Multi-Label Continual Learning using Augmented Graph Convolutional Network
Kaile Du, Fan Lyu, Linyan Li, Fuyuan Hu, Wei Feng, Fenglei Xu, Xuefeng, Xi, Hanjing Cheng

TL;DR
This paper introduces AGCN++, a novel graph convolutional network approach for multi-label continual learning that constructs dynamic label relationships and mitigates catastrophic forgetting in sequential image recognition tasks.
Contribution
The study proposes a new augmented graph convolutional network with a partial label encoder and relationship-preserving constraints for improved multi-label continual learning.
Findings
Effective in building label correlations across tasks.
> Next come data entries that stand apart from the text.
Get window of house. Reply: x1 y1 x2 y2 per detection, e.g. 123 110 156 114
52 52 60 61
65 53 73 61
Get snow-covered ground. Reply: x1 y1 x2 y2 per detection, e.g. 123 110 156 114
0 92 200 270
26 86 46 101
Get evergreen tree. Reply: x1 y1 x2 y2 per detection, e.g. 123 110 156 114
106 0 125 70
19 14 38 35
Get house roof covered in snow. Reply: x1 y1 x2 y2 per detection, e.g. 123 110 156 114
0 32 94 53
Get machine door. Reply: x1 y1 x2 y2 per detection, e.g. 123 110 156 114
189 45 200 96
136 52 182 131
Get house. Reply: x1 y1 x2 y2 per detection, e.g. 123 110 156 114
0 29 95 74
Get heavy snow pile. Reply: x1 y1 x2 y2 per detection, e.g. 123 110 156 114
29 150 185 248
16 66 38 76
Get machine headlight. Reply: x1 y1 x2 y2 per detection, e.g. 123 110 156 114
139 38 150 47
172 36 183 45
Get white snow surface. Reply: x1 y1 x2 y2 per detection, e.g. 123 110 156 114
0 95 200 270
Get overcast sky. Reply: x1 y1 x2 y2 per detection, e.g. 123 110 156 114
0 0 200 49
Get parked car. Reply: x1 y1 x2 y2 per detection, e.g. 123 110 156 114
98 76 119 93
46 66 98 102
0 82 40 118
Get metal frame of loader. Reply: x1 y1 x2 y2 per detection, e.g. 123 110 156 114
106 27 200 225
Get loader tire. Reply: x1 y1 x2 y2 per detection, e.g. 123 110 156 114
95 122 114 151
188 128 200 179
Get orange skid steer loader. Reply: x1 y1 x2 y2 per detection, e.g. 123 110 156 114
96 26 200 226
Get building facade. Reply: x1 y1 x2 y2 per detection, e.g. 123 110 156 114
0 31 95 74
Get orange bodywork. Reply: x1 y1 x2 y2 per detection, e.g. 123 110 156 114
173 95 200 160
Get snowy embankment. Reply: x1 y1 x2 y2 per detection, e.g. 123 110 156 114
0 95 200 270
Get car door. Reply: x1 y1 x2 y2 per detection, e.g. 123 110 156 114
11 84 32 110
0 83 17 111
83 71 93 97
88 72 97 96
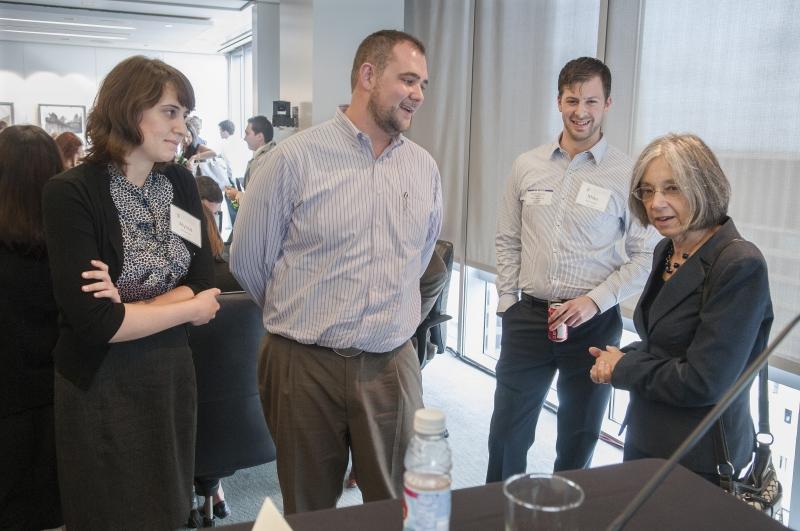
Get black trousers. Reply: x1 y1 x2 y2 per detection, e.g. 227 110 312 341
486 298 622 483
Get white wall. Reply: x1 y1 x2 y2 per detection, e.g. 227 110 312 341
280 0 314 129
0 41 228 144
312 0 405 124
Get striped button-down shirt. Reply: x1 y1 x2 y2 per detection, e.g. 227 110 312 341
230 111 442 352
495 138 659 312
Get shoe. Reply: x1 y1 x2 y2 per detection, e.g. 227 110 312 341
347 469 358 489
198 500 231 519
186 509 203 529
214 500 231 519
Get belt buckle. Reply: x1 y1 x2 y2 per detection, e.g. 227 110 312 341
331 347 364 358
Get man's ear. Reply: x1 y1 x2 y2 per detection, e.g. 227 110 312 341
358 63 377 90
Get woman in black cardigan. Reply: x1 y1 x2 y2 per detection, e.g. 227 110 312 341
43 56 219 530
0 125 63 529
590 134 772 485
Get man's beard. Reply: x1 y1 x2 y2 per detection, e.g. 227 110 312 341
367 93 407 137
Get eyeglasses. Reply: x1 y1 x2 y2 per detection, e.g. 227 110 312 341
631 184 682 203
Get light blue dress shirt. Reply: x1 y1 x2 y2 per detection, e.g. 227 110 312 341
230 111 442 352
495 137 660 312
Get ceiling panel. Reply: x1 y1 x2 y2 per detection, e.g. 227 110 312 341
0 0 258 53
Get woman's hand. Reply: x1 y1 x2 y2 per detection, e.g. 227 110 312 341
81 260 122 302
189 288 220 326
589 346 625 384
184 155 197 175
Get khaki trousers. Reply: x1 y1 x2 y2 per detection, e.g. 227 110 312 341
258 334 423 514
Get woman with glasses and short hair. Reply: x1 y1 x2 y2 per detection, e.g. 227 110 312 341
42 56 219 531
590 134 772 484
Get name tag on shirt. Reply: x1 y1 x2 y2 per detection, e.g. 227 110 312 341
169 205 203 247
522 188 553 206
575 183 611 212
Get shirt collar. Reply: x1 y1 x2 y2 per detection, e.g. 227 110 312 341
108 163 161 194
550 133 608 164
253 140 275 159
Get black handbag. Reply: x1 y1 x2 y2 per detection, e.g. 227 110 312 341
701 238 783 518
713 366 783 518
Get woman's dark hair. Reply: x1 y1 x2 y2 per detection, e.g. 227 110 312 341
56 131 83 166
86 55 195 168
0 125 64 248
197 175 225 258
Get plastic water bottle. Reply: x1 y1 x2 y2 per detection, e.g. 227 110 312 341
403 409 452 531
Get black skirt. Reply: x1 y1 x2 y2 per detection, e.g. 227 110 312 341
55 326 197 531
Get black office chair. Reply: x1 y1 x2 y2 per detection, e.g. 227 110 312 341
414 240 453 368
187 292 275 527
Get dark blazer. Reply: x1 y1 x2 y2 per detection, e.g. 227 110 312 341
42 164 214 390
611 218 772 474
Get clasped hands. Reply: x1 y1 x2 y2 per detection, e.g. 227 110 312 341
589 346 625 384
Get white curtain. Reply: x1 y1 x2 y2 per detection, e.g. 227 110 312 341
405 0 474 262
406 0 600 271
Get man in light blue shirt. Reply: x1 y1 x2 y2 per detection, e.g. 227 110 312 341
486 57 657 482
230 31 442 513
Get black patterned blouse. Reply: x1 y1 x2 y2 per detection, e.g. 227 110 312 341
108 165 191 302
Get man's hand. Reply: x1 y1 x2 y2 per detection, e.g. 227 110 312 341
589 346 625 384
225 186 242 201
547 295 600 330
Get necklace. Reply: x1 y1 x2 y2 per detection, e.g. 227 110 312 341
664 243 689 275
664 230 716 275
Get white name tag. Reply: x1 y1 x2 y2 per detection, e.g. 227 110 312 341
169 205 203 247
522 188 553 206
575 183 611 212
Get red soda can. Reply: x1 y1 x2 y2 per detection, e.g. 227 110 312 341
547 302 567 343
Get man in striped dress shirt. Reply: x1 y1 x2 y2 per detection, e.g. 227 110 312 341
486 57 656 482
230 30 442 513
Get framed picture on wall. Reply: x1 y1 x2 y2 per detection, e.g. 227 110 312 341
39 103 86 136
0 101 14 125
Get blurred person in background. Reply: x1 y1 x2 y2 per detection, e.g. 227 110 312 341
0 125 63 530
56 131 83 170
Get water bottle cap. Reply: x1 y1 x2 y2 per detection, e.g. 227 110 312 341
414 408 444 435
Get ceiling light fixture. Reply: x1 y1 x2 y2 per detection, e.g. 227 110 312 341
0 29 128 41
0 17 136 30
0 17 136 30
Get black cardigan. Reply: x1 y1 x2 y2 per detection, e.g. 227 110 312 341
42 163 214 390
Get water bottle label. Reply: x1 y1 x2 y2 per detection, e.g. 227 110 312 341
403 485 450 531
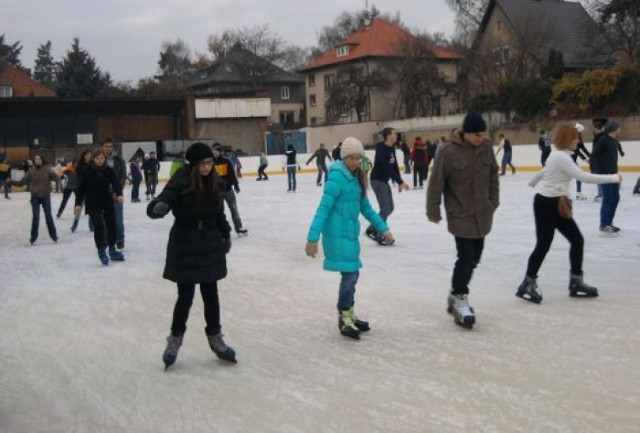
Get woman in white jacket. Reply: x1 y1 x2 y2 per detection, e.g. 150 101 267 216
516 126 622 304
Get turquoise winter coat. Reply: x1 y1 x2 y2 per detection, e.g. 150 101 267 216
307 161 389 272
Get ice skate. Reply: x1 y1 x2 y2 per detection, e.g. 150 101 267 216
162 335 183 370
338 308 360 340
516 277 542 304
109 245 124 262
207 333 238 364
600 226 620 238
98 248 109 266
338 307 371 332
569 274 598 298
447 294 476 329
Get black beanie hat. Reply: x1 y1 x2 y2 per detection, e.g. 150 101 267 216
186 141 213 166
604 120 620 134
462 112 487 132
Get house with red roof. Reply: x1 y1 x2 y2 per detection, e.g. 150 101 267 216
299 18 462 126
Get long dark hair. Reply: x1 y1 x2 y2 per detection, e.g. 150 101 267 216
182 162 222 207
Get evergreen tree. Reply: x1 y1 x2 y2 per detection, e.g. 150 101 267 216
56 37 111 98
33 41 56 89
0 33 22 68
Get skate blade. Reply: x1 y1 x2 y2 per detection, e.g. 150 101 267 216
516 293 542 304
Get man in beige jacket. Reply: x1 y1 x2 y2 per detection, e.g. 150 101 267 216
427 113 500 329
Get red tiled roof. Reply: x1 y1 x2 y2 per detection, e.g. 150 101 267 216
0 60 56 98
299 18 462 71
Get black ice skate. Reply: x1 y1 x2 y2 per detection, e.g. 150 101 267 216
447 294 476 329
162 335 183 370
569 274 598 298
516 277 542 304
207 333 238 364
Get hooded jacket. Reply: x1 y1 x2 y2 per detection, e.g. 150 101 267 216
307 161 389 272
427 134 500 239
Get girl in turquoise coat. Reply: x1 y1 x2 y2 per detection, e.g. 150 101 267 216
305 137 394 339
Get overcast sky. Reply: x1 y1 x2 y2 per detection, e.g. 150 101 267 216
0 0 454 85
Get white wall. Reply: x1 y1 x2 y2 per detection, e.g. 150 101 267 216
160 141 640 179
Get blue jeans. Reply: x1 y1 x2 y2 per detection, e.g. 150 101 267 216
338 271 360 310
316 164 327 184
2 179 11 198
600 183 620 227
113 201 124 242
31 195 58 242
367 179 394 234
287 167 296 191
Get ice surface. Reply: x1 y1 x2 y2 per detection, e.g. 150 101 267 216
0 173 640 433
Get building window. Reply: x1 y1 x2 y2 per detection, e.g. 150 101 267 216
278 111 295 129
336 45 349 57
493 45 509 65
280 86 289 99
0 86 13 98
324 74 336 90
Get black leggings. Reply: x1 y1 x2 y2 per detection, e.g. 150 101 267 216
171 282 221 335
527 194 584 279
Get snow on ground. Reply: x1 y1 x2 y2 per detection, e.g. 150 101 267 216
0 173 640 433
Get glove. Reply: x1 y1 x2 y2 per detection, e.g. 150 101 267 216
222 238 231 254
382 230 396 245
147 201 171 218
304 242 318 257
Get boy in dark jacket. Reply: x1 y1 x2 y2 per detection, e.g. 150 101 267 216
213 143 248 236
365 128 410 245
76 148 124 266
147 142 236 368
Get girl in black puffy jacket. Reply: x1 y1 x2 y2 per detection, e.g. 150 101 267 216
147 142 236 368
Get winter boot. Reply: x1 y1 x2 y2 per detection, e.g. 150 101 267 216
162 334 184 370
109 245 124 262
569 274 598 298
338 307 371 332
98 248 109 266
516 277 542 304
338 308 368 340
447 294 476 329
207 332 238 364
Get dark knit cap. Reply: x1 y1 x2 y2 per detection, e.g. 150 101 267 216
462 112 487 132
186 141 213 165
604 120 620 134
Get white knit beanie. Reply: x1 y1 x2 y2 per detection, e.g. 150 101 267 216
340 137 364 159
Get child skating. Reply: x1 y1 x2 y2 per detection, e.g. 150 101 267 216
305 137 394 339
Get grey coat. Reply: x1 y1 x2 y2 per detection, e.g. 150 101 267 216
427 135 500 239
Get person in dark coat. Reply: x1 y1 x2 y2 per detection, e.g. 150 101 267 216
147 142 236 368
75 148 124 266
71 149 93 233
427 112 500 329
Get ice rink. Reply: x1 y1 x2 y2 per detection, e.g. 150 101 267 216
0 173 640 433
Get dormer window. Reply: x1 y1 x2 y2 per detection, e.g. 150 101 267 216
336 45 349 57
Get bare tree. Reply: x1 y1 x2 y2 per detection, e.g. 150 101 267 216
388 34 459 117
208 24 310 70
325 63 391 123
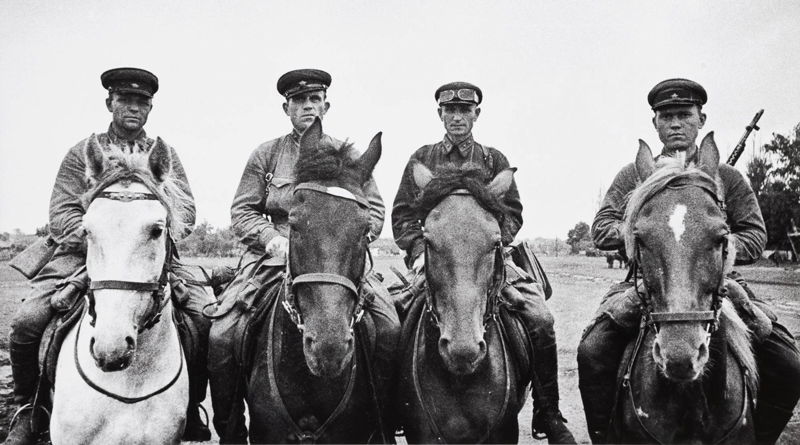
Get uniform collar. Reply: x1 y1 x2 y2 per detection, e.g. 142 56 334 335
442 133 475 157
106 124 147 150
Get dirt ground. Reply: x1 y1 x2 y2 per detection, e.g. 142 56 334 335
0 256 800 445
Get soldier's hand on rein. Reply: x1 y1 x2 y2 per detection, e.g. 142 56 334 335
264 235 289 258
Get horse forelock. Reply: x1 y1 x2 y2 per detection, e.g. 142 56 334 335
295 139 363 190
720 299 759 390
82 150 191 237
622 156 722 258
415 163 511 221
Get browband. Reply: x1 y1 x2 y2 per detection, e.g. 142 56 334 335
294 182 369 209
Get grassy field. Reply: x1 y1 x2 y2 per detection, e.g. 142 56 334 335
0 256 800 444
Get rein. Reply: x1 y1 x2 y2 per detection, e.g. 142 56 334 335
282 182 373 332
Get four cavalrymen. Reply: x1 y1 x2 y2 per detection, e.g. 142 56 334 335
8 68 212 443
578 79 800 443
9 68 800 443
392 82 575 443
Reduces catastrophic forgetting in multi-label image recognition.
Outperforms existing methods on benchmark datasets.
Abstract
Multi-Label Continual Learning (MLCL) builds a class-incremental framework in a sequential multi-label image recognition data stream. The critical challenges of MLCL are the construction of label relationships on past-missing and future-missing partial labels of training data and the catastrophic forgetting on old classes, resulting in poor generalization. To solve the problems, the study proposes an Augmented Graph Convolutional Network (AGCN++) that can construct the cross-task label relationships in MLCL and sustain catastrophic forgetting. First, we build an Augmented Correlation Matrix (ACM) across all seen classes, where the intra-task relationships derive from the hard label statistics. In contrast, the inter-task relationships leverage hard and soft labels from data and a constructed expert network. Then, we propose a novel partial label encoder (PLE) for MLCL, which can extract…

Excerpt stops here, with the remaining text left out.